Apple investigates report on ‘slave’ conditions in China iPod factory

Apple investigates report on ‘slave’ conditions in China iPod factory


A report in the British newspaper the Mail on Sunday claims to have uncovered evidence that the people who work in Chinese factories making iPods do that work for long hours and low pay. The story further used the word “slave” to describe the working conditions of these factories.

For its part, Apple says it is investigating the claims, including that the factory employees live in dorms that house 100 people and that they have no contact with the outside world.

“Apple is committed to ensuring that working conditions in our supply chain are safe, workers are treated with respect and dignity, and manufacturing processes are environmentally responsible,” the company said.

The runaway success of the iPod has made Apple a target in recent years, of both lawsuits and of charges of unfair practices. This is the latest claim that all is not rosy in the iPod pipeline.

If you have an iPod of your own or have access to one owned by a friend, you’ll see the accompanying text “Designed in California. Made in China.” You probably didn’t give that a second thought. Maybe you still don’t. After all, Apple is just one of a large handful of companies—tech companies especially—that have outsourced their labor to China to save on costs. Perhaps this is one reason why.

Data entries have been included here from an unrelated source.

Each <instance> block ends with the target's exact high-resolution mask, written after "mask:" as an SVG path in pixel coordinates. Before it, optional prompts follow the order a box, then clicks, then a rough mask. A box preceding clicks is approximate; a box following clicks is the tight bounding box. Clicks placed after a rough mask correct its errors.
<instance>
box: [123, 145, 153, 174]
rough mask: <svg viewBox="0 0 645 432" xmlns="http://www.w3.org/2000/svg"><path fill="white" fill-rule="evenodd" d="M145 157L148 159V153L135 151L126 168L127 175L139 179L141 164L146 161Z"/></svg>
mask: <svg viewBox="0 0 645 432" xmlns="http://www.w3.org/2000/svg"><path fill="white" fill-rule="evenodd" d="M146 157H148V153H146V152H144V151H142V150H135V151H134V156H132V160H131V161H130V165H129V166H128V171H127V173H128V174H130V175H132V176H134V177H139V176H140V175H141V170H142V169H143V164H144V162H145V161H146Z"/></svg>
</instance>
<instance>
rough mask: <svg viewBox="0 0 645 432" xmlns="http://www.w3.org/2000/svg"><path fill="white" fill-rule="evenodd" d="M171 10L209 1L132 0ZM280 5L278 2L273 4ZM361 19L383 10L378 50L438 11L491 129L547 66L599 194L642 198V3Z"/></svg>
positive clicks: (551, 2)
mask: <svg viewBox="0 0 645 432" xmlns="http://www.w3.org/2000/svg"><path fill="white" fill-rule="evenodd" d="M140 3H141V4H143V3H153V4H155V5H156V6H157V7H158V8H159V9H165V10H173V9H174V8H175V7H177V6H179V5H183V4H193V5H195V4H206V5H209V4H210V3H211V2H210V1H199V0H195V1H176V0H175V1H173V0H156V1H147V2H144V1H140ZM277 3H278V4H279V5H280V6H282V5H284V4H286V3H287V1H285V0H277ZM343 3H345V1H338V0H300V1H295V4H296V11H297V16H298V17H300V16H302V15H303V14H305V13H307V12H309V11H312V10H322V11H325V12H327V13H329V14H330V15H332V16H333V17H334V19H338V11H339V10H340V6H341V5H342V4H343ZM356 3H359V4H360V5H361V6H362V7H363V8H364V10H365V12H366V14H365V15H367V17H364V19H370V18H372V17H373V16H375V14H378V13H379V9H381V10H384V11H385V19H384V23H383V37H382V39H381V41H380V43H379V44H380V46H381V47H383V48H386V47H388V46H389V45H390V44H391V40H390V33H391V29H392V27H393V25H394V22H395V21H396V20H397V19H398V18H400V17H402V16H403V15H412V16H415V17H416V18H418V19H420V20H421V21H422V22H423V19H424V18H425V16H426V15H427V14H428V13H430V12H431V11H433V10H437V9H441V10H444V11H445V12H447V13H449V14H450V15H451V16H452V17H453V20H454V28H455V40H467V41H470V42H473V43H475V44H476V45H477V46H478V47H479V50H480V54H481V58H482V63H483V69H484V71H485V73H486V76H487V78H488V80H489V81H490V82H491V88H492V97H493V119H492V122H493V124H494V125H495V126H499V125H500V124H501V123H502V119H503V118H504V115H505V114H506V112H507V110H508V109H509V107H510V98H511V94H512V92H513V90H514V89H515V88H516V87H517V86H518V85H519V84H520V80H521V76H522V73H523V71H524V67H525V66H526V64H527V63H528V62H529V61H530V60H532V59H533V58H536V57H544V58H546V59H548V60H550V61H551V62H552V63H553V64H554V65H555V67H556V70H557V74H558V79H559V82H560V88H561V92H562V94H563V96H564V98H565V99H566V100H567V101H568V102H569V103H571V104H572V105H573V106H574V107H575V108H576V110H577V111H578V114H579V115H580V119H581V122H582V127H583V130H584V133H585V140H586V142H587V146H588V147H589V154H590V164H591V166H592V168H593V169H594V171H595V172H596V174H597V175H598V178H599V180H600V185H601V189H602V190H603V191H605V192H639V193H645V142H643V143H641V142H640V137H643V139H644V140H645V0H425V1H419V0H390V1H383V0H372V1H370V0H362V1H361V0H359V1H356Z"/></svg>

Whatever the outcome of the investigation, it is highly unlikely that the iPods will not continue to come churning out of China. After all, demand is still high, Apple cornering some two-thirds or more of the portable MP3 player market. All that supply has to come from somewhere, and American workers would have to be paid a decent wage and given things like health benefits and 401k plans. We’re not saying that this is not the case in the Chinese factories referenced, although it is highly unlikely. Rather, the working conditions are likely at least a degree or two less hospitable than would be found in a similar environment here in the U.S.—otherwise, those iPods would be being made right here in America.